Now the total GNP of Chickistan was 1.5 million pecks (a peck being a unit of currency equivalent to $25). Despite warnings about the un-wisdom of relying on chicken derivatives as a principal source of growth in the economy, the government of Chickistan, encouraged with an illicit supply of young hens of dubious virtue, obligingly removed all oversight and restraint on the financial sector. This resulted in a total free-for-all.

Then, one night on television, a noted economist was asked what he thought of the amazing success of the derivatives market and the astounding wealth it was creating. The total outstanding liabilities of the financial industry, he told the audience, had reached 750 million pecks as a result of the frenetic trading in these financial instruments. This, he pointed out, was 500 times the GNP of Chickistan. The industry was grossly over-leveraged. Moreover, look at the underlying asset values, he said. If left to its own devices chicken derivative simply dissolved in the rain and disappeared into the soil. Yes, it was a mild fertiliser but had no intrinsic value to the community of chickens - - any chickens. Chickistan could face total bankruptcy were confidence in the market to falter. What we are talking about, he concluded was, after all, a waste product.

The audience was astounded.

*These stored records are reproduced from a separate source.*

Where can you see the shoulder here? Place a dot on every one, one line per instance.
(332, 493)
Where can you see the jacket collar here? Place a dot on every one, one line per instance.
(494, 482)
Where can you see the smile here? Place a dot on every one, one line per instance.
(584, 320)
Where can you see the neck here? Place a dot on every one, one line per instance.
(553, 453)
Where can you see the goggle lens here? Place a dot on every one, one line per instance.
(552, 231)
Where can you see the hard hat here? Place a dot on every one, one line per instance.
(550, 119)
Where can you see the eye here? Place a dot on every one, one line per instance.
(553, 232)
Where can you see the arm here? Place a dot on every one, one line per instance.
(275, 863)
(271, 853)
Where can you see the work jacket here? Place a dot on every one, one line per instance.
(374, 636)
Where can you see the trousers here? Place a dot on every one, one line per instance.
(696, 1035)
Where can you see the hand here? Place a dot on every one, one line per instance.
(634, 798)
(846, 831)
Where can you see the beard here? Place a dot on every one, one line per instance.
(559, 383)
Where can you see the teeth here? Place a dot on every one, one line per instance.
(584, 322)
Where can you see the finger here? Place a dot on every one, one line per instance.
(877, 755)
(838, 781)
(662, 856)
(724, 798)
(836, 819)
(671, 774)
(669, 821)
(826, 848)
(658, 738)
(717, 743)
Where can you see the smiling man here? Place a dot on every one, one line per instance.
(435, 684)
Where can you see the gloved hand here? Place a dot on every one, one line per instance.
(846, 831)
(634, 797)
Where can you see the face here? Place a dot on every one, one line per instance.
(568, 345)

A waste product? Nobody had spotted this fact. How could this be? The brightest minds from the very best universities had assured the public that Chickistan investments were the safest in the world. Chickens all over the country started to sell their shares and to stop spending. When asked whether they shouldn’t be moving into cash to protect their clients and investors, financial advisors, who made their living buying and selling shares demurred: “The underpinnings of the Chickistan economy are sound. This country has the highest productivity of any country in the world and derivatives are central to its success. This is just a blip.” One advisor, unable to adjust to the new paradigm, saw his clients” savings disappear altogether. In reply to a polite query as to why he hadn’t turned more chicken derivative certificates into cash, he said, “You should have told me if you thought it was better to be liquid. My job is to trade in derivatives.”

The talented sages of the financial industry were hoping to spin things out long enough to make themselves multi-millionaires. The industry was going through a period of excessive exuberance, they said. The self-correcting capitalist market couldn’t possibly be wrong. Leveraging was anyway what banks and financial institutions did.

Alas, some of the smarter financiers smelled a rat and demanded that FIG pay out on the chicken-waste default swaps. The trend became a flood and soon FIG had run out of cash to pay the insurance claims. The whole rickety system collapsed, leaving Chickistan a financial wreck. Frantic efforts were made by the government to restore confidence and to recapitalize the financial institutions. But alas, all they had left to use as capital was the huge pile of chicken droppings left over from the collapse.

The moral is that if you start with shit this is what you end with.

* Note the sophisticated education of said chicken. It is unlikely that a trader on Wall Street or merchant banker would cry “Eureka!” or know what it meant.